Bill Gross, who manages the world’s largest bond fund for investment advisers Pimco and whose job is essentially to find debt securities whose yields beat inflation, put it succinctly: “Why would you want to be a bondholder with bond yields so low and that sort of inflationary trend?” Bond investors are simply waiting for a big rise in inflation followed by significant interest rate hikes.

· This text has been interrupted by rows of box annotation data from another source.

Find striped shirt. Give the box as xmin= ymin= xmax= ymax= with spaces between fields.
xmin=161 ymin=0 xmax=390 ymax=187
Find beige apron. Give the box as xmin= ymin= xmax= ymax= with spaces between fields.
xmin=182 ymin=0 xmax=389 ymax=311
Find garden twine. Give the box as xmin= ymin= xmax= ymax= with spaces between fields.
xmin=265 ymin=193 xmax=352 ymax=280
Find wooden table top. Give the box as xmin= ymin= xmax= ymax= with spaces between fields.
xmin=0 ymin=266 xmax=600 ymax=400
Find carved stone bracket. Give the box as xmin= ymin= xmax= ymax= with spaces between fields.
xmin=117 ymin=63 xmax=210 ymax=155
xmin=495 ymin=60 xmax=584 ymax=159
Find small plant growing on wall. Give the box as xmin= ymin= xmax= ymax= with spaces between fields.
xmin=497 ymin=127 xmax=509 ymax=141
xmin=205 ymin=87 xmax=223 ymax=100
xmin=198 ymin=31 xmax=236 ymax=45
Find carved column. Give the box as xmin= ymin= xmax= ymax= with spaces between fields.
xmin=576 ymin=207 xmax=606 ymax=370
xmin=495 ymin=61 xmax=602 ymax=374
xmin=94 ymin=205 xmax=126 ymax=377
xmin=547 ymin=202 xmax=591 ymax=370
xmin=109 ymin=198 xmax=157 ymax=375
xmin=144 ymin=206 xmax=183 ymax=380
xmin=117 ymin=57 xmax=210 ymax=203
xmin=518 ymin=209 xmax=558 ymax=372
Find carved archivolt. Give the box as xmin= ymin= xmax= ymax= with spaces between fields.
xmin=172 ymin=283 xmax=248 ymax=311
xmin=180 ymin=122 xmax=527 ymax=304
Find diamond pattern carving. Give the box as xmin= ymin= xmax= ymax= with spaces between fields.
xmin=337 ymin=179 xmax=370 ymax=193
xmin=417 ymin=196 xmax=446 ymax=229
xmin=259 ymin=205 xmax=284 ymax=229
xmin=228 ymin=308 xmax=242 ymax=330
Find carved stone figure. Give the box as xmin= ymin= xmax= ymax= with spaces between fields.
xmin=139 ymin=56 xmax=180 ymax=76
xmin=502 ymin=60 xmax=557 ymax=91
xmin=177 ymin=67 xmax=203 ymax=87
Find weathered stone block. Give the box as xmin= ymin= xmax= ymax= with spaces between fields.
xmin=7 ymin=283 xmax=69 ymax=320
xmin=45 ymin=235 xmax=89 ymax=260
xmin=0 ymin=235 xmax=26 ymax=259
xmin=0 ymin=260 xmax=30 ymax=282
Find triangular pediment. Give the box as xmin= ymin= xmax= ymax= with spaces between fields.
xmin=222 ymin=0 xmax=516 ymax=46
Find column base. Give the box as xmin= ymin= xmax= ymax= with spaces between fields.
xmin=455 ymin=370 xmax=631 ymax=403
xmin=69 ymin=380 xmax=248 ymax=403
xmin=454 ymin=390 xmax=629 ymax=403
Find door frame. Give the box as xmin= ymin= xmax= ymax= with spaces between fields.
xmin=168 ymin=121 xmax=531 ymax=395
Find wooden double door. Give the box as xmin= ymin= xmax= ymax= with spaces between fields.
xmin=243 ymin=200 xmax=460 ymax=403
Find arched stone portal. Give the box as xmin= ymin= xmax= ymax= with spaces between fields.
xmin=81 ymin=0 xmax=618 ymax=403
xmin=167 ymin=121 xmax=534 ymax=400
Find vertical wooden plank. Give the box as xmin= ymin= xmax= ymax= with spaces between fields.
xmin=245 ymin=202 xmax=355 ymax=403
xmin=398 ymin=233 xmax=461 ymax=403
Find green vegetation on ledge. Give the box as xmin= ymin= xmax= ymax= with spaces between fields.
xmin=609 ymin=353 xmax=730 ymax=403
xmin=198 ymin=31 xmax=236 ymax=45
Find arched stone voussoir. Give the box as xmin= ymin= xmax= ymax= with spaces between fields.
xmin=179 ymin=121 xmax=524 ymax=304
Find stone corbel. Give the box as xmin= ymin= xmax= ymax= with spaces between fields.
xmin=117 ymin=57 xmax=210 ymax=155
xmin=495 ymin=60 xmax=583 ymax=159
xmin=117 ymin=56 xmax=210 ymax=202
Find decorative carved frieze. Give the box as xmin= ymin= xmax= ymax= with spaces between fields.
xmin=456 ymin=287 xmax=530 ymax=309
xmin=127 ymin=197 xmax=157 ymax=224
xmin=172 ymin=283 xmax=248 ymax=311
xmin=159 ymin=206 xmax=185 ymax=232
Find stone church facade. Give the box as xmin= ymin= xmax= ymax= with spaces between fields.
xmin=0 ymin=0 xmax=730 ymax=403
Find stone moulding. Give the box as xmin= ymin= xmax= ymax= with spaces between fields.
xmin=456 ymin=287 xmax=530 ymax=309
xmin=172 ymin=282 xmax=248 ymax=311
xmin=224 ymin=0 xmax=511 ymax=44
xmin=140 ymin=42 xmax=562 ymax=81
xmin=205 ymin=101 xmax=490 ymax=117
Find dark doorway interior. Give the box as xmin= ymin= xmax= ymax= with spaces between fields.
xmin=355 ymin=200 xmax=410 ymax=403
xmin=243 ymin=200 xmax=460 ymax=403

Read on here. [Hat tip NZBR]

7 comments:

Anonymous said...

isn't the real problem that these prices don't realte to actual supply and demand but to trading of futures? haven't created an artificial market?

Mike.Gayner said...

How quaint that there are still proponents of the thoroughly discredited Austrian school of economics. I see the appeal though - even childlike minds like the author's can understand it. No matter that it's completely false.

Peter Cresswell said...

@Mike. That's a very thorough demolition job, Mike. Thanks for your cogent, well-reasoned arguments.

Richard McGrath said...

@Mike

I must have missed the very thorough discrediting of the Austrian school. Can you please point me toward an online link to the work that disproves the claims of Mises et al?

Mike.Gayner said...

How adorable.

Peter Cresswell said...

Your analysis just gets better and more profound, Mike.

Now maybe you could try making an actual point?

Anonymous said...

minor factual error - taxes make up a little less than half the pump price not more - 'only' about 40%.